The role that software plays in stylistic analysis of text is perhaps less surprising to high school and college students than to the general public. The former must submit essays they write to style analysis performed by software which looks for plagiarism and sometimes also makes quality assessments.
In the recent outing of J.K. Rowling as the writer behind the pen name Robert Galbraith, it was mentioned that software had been used to analyze the text of the Galbraith novel.
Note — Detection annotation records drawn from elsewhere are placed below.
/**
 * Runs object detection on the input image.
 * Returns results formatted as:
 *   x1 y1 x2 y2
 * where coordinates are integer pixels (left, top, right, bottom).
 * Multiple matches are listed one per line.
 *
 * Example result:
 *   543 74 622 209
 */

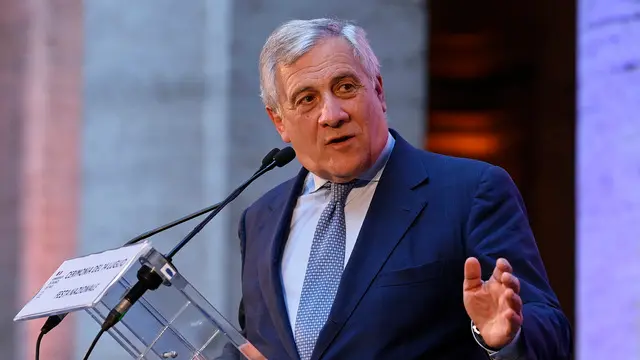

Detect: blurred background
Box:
0 0 640 360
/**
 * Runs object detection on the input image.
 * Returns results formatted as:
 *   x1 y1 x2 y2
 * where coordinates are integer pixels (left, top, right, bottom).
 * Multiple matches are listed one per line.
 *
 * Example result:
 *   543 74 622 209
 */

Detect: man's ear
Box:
374 74 387 112
265 106 291 143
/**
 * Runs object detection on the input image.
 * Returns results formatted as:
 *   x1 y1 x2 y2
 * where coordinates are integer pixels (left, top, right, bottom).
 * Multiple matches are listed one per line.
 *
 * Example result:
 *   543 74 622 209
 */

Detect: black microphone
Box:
40 148 288 334
254 148 280 175
102 147 296 331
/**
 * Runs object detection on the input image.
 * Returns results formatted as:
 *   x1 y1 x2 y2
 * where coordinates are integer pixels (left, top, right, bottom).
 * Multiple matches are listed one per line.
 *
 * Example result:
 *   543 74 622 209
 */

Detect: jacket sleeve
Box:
466 166 572 360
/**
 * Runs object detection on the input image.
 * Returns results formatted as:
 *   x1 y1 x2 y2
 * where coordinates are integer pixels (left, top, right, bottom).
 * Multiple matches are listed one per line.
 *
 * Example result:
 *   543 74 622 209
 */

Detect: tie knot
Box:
331 180 356 204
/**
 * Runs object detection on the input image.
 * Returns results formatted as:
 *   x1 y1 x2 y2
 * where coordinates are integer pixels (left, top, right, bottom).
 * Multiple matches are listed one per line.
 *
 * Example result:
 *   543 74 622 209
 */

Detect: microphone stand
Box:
96 147 295 339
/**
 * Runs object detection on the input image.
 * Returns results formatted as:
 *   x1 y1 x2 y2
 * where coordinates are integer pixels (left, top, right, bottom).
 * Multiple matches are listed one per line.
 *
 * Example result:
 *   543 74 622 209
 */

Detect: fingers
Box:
491 258 513 284
463 257 482 290
503 289 522 314
500 272 520 294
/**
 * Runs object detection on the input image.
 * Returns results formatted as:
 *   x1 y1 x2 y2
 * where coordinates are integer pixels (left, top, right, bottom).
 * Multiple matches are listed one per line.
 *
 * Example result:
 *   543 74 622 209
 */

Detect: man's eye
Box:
338 83 356 93
298 95 314 104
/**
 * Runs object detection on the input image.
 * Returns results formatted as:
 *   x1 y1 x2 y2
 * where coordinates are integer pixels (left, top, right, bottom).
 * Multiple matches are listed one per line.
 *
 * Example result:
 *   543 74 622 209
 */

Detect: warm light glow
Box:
430 33 504 78
427 132 500 158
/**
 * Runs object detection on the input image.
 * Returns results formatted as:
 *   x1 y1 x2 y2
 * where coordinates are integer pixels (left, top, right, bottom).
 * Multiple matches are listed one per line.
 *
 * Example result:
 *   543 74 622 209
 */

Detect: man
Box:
232 19 571 360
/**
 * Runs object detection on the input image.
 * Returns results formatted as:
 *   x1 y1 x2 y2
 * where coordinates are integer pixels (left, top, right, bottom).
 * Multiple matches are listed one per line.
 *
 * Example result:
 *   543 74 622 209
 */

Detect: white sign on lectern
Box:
14 242 151 321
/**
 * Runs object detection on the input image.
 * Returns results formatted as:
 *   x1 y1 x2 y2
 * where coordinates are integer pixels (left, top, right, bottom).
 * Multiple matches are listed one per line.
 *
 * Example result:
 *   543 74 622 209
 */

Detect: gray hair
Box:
260 19 380 111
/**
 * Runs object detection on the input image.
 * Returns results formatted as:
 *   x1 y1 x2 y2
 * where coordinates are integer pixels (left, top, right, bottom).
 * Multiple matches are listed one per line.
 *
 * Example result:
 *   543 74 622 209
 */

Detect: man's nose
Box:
319 96 349 127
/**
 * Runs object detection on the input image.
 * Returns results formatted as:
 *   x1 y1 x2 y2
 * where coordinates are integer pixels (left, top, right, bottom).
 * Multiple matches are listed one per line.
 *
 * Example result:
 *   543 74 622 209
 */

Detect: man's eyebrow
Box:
331 72 360 85
289 71 360 104
289 86 313 104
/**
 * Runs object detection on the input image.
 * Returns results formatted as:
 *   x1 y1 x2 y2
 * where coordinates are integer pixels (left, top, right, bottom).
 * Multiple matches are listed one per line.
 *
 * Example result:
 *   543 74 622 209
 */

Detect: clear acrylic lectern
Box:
85 243 248 360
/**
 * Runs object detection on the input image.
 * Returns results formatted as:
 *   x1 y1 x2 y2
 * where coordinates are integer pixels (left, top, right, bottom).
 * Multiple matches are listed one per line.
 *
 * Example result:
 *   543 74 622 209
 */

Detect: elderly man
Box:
232 19 571 360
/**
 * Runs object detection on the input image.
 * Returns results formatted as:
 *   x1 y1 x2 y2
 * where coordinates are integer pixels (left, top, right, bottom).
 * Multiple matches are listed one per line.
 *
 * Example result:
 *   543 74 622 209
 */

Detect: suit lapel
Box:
259 168 308 359
312 131 428 359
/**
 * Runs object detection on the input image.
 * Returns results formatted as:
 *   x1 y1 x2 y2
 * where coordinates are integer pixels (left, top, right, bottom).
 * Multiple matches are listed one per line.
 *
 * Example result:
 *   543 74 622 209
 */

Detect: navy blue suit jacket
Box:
234 131 571 360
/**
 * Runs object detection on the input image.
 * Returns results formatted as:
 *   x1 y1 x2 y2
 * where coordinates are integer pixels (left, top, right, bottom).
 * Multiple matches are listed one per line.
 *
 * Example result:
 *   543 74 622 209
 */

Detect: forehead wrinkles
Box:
281 54 359 90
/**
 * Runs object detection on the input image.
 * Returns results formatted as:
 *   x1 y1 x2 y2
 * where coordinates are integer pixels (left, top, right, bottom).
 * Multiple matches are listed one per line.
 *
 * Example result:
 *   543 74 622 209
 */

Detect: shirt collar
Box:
303 133 396 194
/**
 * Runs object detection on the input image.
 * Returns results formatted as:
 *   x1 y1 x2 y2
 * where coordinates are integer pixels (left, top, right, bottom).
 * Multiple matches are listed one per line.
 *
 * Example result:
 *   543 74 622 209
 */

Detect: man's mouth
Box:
327 135 354 145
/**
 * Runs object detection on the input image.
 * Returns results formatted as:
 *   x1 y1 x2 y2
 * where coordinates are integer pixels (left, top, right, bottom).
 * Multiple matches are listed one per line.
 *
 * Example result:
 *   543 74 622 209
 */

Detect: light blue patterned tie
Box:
294 181 355 360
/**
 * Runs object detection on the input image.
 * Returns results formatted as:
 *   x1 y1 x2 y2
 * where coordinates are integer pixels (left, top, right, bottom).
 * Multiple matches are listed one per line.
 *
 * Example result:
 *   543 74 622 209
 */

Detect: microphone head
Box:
273 146 296 167
262 148 280 168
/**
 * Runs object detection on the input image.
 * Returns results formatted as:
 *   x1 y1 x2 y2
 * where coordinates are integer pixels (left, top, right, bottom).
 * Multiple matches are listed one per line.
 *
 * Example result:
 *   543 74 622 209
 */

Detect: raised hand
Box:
463 257 522 348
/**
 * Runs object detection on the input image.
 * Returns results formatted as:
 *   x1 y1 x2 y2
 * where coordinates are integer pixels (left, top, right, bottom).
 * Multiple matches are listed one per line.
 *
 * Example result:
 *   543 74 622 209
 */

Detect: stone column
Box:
0 0 82 360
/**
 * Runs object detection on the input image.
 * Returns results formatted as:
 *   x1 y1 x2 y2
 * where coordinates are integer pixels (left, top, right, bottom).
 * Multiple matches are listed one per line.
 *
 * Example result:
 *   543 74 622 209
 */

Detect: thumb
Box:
463 257 482 291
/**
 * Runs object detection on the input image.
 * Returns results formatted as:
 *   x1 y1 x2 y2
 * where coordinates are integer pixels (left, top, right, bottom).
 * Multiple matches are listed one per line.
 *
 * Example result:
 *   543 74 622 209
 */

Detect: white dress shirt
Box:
281 134 520 360
281 134 395 329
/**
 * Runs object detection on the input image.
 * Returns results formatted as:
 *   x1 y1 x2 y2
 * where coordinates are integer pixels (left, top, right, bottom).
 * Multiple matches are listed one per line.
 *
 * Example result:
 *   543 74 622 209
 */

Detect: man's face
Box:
267 37 388 182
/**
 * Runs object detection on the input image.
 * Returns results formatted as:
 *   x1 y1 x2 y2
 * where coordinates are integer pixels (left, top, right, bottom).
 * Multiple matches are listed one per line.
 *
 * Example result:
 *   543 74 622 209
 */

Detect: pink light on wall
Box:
16 0 82 360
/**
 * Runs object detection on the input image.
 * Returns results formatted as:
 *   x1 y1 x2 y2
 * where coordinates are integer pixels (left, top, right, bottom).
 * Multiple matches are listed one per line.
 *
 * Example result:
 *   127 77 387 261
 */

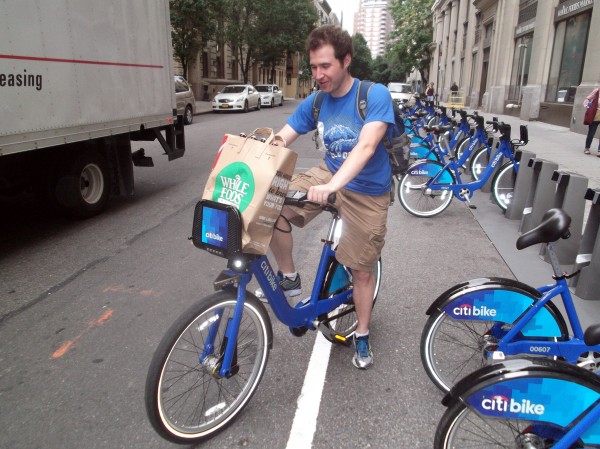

There exists a family of software used by academics for “authorship attribution,” e.g., to discover, for example, whether a recently discovered manuscript was a missing chapter of Don Quijote (a fabricated example). One of these applications is JGAAP, for Java Graphical Authorship Attribution Program. The JGAAP wiki page explains the project as
. . . Java-based, modular, program for textual analysis, text categorization, and authorship attribution i.e. stylometry / textometry. JGAAP is intended to tackle two different problems, firstly to allow people unfamiliar with machine learning and quantitative analysis the ability to use cutting edge techniques on their text based stylometry / textometry problems, and secondly to act as a framework for testing and comparing the effectiveness of different analytic techniques’ performance on text analysis quickly and easily. JGAAP is developed by the Evaluating Variation in Language Laboratory (EVL Lab) and released under the AGPLv3.
How this was accomplished was explained by one of two academic investigators credited with the analysis (along with some suspicions by reports at the Sunday Times) at . Patrick Juola, in the blog Language Log. Juola refers to this subdiscipline as “forensic stylography.”
A one-paragraph extract from Juola’s blog post follows. Note that, in the usual sense of the word, the analysis doesn’t look directly at “meaning.”
The heart of this analysis, of course, is in the details of the word “compared.” Compared what, specifically, and how, specifically. I actually ran four separate types of analyses focusing on four different linguistic variables. While anything can in theory be an informative variable, my work focuses on variables that are easy to compute and that generate a lot of data from a given passage of language. One variable that I used, for example, is the distribution of word lengths. Each novel has a lot of words, each word has a length, and so one can get a robust vector of <X>% of the words in this document have exactly <Y> letters. Using a distance formula (for the mathematically minded, I used the normalized cosine distance formula instead of the more traditional Euclidean distance you remember from high school), I was able to get a measurement of similarity, with 0.0 being identity and progressively higher numbers being greater dissimilarity.